愛すべき老中国 : 並ばない

以前の中国を知る人は現在の中国人が列に並んでる姿を見るとビックリすると思います。若い人を中心に整然と並びます。これは以前では考えられないことでした。

私の初めての中国経験は出張で海南島だったのですが帰国時の空港での出来事は今でも忘れられません。空港のチェックインカウンターに行ったのですがまず並んでいるのかどうか分からない密集状態でした。よく見ているうちに列らしきものを見付けたのでそこに並んでいました。すると次から次へ人が割り込んできます。当時は中国語が全く分からず、何やら前の人に話しかけながら入っていくので知り合いかな?と思ってされるがままにしていました。でもどんどん入ってくる。これは単なる割り込みだ!と気付いた時には既に搭乗時間の直前になっていて、慌てて人混みにダイブして怒鳴りながらチェックインしました。

バス乗り場でも同じ、全員が密集してダンゴ状態になっていて、バスが来たら全員が入り口に殺到します。満員になっても押し入ろうとするので、運転手が側に人がいるのにドアを閉めて走り出そうとします。電車でも同じ、並びもせず中の人が出る前に押し入ろうとするので降りられない人乗れない人の怒号が飛び交います。車の運転も同じ、前に隙ができると我先に頭を突っ込むので全員が身動きが取れなくなり大渋滞。買い物でも同じ、我先に殺到して何やら叫びながら商品を取って買っていくので言葉ができない外国人には太刀打ちできません。イライラして「並べこのバカ!」と日本語で怒鳴り付けたりしていました。もちろん誰も気にする人などいません。

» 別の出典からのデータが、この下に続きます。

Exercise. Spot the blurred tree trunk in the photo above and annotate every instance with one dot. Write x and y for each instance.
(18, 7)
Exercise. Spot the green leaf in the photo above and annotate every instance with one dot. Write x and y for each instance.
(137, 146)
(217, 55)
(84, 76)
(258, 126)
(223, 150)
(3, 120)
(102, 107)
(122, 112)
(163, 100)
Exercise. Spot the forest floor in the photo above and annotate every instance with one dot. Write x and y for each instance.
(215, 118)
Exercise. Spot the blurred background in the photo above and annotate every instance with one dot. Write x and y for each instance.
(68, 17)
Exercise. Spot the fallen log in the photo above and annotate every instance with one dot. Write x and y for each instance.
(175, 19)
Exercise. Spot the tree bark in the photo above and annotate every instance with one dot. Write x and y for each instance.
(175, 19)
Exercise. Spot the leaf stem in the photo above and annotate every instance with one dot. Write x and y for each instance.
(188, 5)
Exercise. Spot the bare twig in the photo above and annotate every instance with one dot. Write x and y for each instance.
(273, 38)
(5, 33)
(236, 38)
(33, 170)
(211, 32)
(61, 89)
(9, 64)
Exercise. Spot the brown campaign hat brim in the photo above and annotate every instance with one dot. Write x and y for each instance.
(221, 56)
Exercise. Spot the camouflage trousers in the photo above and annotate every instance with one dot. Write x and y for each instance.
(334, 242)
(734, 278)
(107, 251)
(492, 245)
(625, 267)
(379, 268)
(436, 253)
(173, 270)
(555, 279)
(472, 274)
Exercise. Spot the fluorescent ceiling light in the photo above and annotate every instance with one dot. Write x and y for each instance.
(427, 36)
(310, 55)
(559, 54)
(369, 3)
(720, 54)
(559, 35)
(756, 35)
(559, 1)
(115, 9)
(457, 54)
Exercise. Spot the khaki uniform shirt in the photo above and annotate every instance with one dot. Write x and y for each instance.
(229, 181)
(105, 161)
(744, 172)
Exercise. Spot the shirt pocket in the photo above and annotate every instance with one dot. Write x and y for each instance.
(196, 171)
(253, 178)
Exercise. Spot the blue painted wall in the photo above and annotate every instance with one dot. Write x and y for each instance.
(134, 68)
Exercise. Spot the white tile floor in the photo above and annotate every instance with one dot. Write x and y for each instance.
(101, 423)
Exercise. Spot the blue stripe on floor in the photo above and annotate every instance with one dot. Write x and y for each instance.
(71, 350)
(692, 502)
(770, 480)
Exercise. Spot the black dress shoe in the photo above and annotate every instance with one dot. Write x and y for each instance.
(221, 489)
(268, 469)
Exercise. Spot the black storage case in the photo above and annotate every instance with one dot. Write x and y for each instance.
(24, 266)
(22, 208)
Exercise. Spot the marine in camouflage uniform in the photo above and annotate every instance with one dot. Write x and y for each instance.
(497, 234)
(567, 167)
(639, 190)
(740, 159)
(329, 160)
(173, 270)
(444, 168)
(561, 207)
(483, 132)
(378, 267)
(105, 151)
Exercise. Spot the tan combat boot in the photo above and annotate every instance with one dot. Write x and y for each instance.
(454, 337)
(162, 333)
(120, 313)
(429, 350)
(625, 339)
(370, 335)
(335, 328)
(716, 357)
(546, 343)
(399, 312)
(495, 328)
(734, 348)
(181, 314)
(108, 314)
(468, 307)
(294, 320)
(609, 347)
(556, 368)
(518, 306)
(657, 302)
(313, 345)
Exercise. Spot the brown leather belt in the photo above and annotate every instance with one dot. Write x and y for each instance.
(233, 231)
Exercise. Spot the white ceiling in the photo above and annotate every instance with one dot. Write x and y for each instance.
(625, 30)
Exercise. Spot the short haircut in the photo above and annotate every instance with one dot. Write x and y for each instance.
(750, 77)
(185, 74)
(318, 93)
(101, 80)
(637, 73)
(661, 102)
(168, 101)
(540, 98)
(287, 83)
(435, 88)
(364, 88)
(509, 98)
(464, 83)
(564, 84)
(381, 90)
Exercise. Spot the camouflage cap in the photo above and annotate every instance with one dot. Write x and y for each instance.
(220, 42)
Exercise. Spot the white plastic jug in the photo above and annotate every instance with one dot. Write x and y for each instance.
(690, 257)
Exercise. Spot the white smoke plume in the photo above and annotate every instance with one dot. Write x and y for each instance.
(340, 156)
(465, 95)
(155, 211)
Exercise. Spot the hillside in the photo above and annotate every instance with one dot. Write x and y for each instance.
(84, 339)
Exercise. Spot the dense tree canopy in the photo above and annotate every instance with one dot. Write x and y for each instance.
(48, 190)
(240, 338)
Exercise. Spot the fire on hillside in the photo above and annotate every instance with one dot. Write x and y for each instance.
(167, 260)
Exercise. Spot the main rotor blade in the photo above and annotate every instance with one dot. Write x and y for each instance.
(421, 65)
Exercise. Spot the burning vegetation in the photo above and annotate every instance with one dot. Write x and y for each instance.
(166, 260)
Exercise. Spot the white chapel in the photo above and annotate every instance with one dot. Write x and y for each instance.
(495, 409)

こういう場面に遭遇するたびに笑いや怒りを通り越して「この人たちはいったい何を考えているのだろう?」と思っていました。「運転手がルールを守って整然と運転できるようになったら中国は発展するだろう」と思っていました。

しかし考えてみると、そう遠くない過去の中国は並んでいても自分の番は永遠に来ない社会だったのです。自分のものはどんなことでもして自分で勝ち取らないと死んでしまいます。こういう時代を経験した人は我先に殺到するというのが当たり前の習慣になっていたのです。そう考えると、今でも年配の田舎の人は割り込んだりしますが許す気になれます。今では並んだらちゃんと自分の番が来る社会になりましたので、これからマナーはどんどん向上していくことでしょう。